As a programmer, an amateur photographer and an avid Internet user I have ended up with a lot of data which is dear to me. Much of the data has been created by me over the last 15 years or so and typically cannot be found elsewhere. I’m a bit of pack rat with my data so having a good backup strategy is very important.

My backup strategy might be a bit overboard for many people but it might inspire some new ideas of how to store your data.

Current setup

I currently own one computer with any valuable data on it. The computer has two internal hard drives - an SSD and an HDD - and three external hard drives. Internal drives contain the most important data: photographs, software code, archived documents as PDF files and some mementos from yesteryears. External drives contain backups of my CD archive, some rare movies or TV series, an eBook collection and assorted other data.

Because of the large capacity requirements of my data, most of the backups are done with rsync, i.e. I only have the most recent state of the data and not an incremental copy which would have a version history. I use rsync in three different ways:

  1. Each night the most important data is backed up from the internal hard drives to one of my external hard drives. This is done with a Bash script. For those interested in the contents of this Bash script, see my Gist copy of the script. This is the on-line on-site component of the strategy. Having an automated on-line backup solution makes sure that I have a recent backup of my data in case my internal drives malfunction.
  2. Next, very similar script is executed to back up the same data to a NAS drive located outside my house. Copying is done through an SSH connection to LaCie Network Space II. The NAS drive required some hacking to get SSH enabled on it. I don't remember the exact source for my instructions but for example this article by LexWeb looks very similar to what I did. This is the on-line off-site component of the strategy.

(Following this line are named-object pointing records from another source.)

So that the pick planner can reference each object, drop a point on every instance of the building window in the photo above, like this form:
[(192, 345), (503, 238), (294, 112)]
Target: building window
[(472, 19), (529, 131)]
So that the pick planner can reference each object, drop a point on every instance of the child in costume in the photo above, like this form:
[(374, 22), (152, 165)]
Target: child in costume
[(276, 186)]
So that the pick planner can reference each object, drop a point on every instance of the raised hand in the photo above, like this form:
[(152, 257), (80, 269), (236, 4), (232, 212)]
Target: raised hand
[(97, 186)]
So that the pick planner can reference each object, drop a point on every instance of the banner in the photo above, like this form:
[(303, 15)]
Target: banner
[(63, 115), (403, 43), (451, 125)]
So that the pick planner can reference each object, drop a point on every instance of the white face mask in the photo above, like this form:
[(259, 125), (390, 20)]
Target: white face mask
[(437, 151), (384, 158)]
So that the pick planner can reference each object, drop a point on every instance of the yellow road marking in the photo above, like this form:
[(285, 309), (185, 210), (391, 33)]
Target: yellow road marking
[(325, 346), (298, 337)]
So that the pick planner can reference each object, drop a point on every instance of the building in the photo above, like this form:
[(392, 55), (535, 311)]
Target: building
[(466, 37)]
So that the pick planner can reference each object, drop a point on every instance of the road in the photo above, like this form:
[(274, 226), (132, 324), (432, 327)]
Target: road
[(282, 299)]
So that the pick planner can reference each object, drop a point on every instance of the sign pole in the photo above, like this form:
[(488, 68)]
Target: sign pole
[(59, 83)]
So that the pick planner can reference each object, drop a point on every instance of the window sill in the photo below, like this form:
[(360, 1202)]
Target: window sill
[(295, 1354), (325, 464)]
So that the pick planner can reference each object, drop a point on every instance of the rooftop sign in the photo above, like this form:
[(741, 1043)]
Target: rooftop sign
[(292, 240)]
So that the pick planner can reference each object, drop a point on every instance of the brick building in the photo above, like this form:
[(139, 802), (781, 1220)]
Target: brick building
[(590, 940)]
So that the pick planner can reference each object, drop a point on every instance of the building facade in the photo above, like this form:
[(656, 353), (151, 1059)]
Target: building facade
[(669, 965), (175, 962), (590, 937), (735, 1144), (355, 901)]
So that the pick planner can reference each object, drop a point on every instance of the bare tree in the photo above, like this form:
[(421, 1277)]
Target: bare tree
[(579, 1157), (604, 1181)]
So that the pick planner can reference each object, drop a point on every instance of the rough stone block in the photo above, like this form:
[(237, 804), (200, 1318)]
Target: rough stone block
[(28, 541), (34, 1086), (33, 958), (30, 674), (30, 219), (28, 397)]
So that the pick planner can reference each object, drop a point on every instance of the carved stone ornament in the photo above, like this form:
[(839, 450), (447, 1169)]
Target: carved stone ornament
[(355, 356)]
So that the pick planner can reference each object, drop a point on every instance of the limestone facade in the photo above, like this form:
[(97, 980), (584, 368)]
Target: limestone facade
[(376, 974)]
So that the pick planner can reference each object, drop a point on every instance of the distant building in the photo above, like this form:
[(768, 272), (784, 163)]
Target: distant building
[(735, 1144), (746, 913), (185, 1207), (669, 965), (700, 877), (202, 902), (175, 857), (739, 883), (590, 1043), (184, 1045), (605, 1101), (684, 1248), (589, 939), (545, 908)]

Having an automated off-site backup solution minimizes the risk to my data caused by for example a fire at my apartment.
  3. Periodically (read: too rarely) I mirror two of my external hard drives to identical hard drives which I store in a cabinet. Because the data on my external hard drives changes more rarely than the data on the internal drives, it is not that important to do these backups each day. This is the off-line on-site component of the strategy which is done to minimize the risk of for example a large thunderstorm causing my on-line hard drives to malfunction.

To complement the rsync backups, I use my third external hard drive as a Time Machine backup. Time Machine is an incremental backup solution created by Apple and enables me to go back to a specific version of my data if I accidentally overwrite or corrupt some of the data.

Where to from here?

Firstly, I dislike having to partition my data on different hard drives. Recently the capacity of the external hard drives has also become a limit. Because of these reasons, I’m planning on investing in HP Microserver which is a small and inexpensive computer with four hard drive bays. This kind of computer with ZFS and its similar-to-RAID solutions would enable me to have a massive external storage with a one- or two-disk redundancy.

Secondly, I’ve been toying about storing some of data to the cloud but so far this options has been too expensive or too cumbersome. I don’t want to give up my unencrypted data to third parties so having an easy way to incrementally and cryptographically securely back up my data is a must.

Finnish association named Kapsi offers 500 gigabytes of storage for 35 euros a year so this would be inexpensive but I haven’t yet managed to implement a foolproof system for this backup option.

I’ve also looked into Amazon’s S3 and Glacier solutions but so far S3 has been too expensive for about 300 gigabytes of storage and Glacier’s traffic restrictions have been to limiting. Glacier also has a problem with the costs and speed of getting the backups back to my computer.

In closing

I’m quite happy with my current backup setup. It has already been of use as I have accidentally overwritten or deleted parts of my photography collection.

Hopefully this article inspires you to make sure that your backups are sound. This is especially meant for parents with photographs of their children. I’d hate to hear that your children have to grow up without having any pictures of their childhood because your hard drive failed.